Students, teachers and community members across the country have been participating in hundreds of events to recognize Civic Learning Week. This annual event raises awareness about how “civic learning is needed to ensure each and every person across this country has the necessary tools to engage as members of our self-governing society.”

Civic engagement can include voting, attending political events, posting about elections and civic issues on social media, and volunteering as poll watchers or on political campaigns.

And that’s not all—beyond election politics, civic engagement can also include learning about and pursuing opportunities in the federal workforce.

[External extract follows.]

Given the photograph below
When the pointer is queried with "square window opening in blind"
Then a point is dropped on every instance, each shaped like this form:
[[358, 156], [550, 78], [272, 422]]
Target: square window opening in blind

Our democracy depends on the people who work in government. But today our country is in dire need of a new generation of diverse and skilled public servants to keep us safe, respond to emergencies, design high-impact social programs and engage in cutting-edge research.

Civic learning can play an important role in meeting this need by showing young people the wide range of federal job opportunities out there and helping them envision themselves in the rooms where key decisions are made and problems are solved.

Many educators are already finding ways to promote government service as a part of civic learning initiatives:

  1. Civics can educate young people about how federal agencies work, their responsibilities and their impact. iCivics provides resources to educators about the structure and functions of these agencies, their roles in the broader workings of the executive branch and the responsibilities of the officials who lead them.
  2. Civics can pull back the curtain on the wide range of jobs and careers in the federal government. Federal jobs are available in every state, Washington, D.C., all the U.S. territories and more than 140 foreign countries. In fact, nearly 85% of government jobs are located outside the Washington, D.C., area. Whether young people want to work in technology, medicine, engineering or national security, or have an interest in art history, zoology or architecture, they can find relevant federal job opportunities.
  3. Civics can also educate young people about how to navigate pathways to public service jobs such as AmeriCorps, the Peace Corps, and federal internships and fellowships. The Partnership for Public Service’s Federal Internship Finder compiles publicly accessible information about professional and academic opportunities in government for students and recent graduates into one centralized place.

Educators looking for case studies or stories of innovative public servants to incorporate into their lesson plans can access scores of examples from our library of Service to America Medals® recipients.

In these ways, civic learning can play a role in inspiring the next generation of public servants to join government and change lives here and around the world, working to end homelessness, find cures for disease, keep our food supply safe and more.